Por excesso de bagagem, causando problemas de coluna e desvio de estrada, estou devolvendo umas tralhas que, por negligência, por paciência, impotência, insuficiência de consciência e outras congruências, andei pegando ao longo do caminho. Estou devolvendo o olhar triste, o coração pesado, o julgamento, os sonhos errados que se transformaram em pesadelos. Não quero também a bobice de aceitar tudo pra ser boazinha, a cara de santinha, as falas comedidas, as destrambelhadas... O que é demais é sobra, já dizia a minha mãe. Não quero mais as sobras, os restos, as doenças, os remédios, o tédio e o "tudo certo como dois e dois são cinco". Devolvo os rótulos, as definições que me amarram, os "afetos" que engessam, os melindres, os sutis venenos das conversas cotidianas. Estou entregando os produtos falsificados, os passados da validade, os de qualidade duvidável. Autenticidade é o antídoto pra tanta intoxicação acumulada na alma por todo esse tempo.
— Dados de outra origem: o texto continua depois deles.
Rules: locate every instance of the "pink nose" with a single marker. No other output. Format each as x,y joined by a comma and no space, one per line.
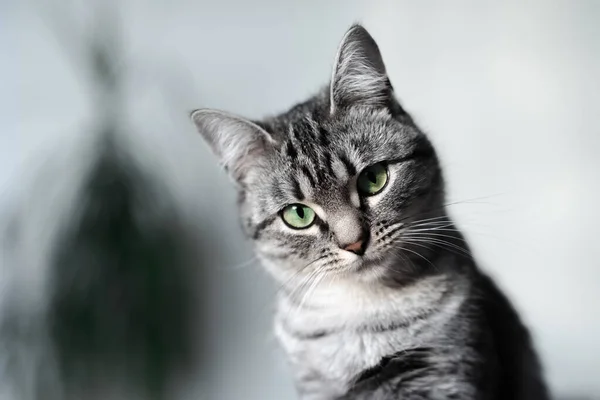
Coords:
356,247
Por perceber que a vida é mais fácil pra quem carrega bagagens leves, pra quem leva o essencial, o que realmente é útil, estou me desfazendo de medos, preconceitos, verdadezinha metida a besta, frases feitas, alma desfeita, competições ferinas, neosaldinas e todas as "inas" para dores de cabeça. Não quero mais tanta cabeça, preciso de espaço para o coração. Estou tirando o excesso de razão, de arrogância, de complicação, pra ver se consigo ir mais longe, se consigo cansar menos e perder menos tempo pra arrumar bagulhos, pra trocar sapatos, pra afastar os ratos e baratas dos meus trapos.
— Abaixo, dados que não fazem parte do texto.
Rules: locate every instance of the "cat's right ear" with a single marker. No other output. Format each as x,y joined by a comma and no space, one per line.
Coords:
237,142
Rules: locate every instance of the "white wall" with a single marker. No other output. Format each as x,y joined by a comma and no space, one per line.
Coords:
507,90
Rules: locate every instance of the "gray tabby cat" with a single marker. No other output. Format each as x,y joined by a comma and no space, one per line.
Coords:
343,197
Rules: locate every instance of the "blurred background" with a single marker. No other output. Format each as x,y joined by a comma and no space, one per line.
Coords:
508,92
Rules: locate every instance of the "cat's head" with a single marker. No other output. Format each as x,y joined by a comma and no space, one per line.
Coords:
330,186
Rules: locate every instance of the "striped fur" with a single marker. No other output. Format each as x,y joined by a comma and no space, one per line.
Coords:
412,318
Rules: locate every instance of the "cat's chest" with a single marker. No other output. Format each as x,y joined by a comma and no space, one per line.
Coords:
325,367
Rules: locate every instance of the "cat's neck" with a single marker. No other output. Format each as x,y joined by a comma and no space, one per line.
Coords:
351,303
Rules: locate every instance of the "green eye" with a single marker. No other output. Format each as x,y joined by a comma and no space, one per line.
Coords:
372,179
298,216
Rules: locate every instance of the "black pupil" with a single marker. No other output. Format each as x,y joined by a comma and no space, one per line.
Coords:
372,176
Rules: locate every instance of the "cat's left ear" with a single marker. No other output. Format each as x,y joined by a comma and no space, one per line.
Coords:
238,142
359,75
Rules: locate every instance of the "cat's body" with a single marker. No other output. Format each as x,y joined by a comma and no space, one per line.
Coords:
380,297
Estou entregando o apego ao passageiro pra dar lugar ao que é eterno; tudo o que é áspero para viver o que é terno, tudo o que é amargo pra provar a doçura e a alegria de estar viva, de estar construindo-me sem tantos pesos, sem condições pré-estabelecidas. Deixo espaço para os imprevistos, o improvável, o fora de hora...Redireciono para todas as direções, reciclo em todas as dimensões e o meio ambiente agradece pela minha humilde contribuição.

Um comentário:

Rick disse...

tia, que oceano maravilhoso!
li os textos, amei todos eles, e me identifiquei muito com o Novo Olhar; tenho vivenciado muito isso, e às vezes ninguém entende minha falta de senso prático. gosto de usar os olhos de ver.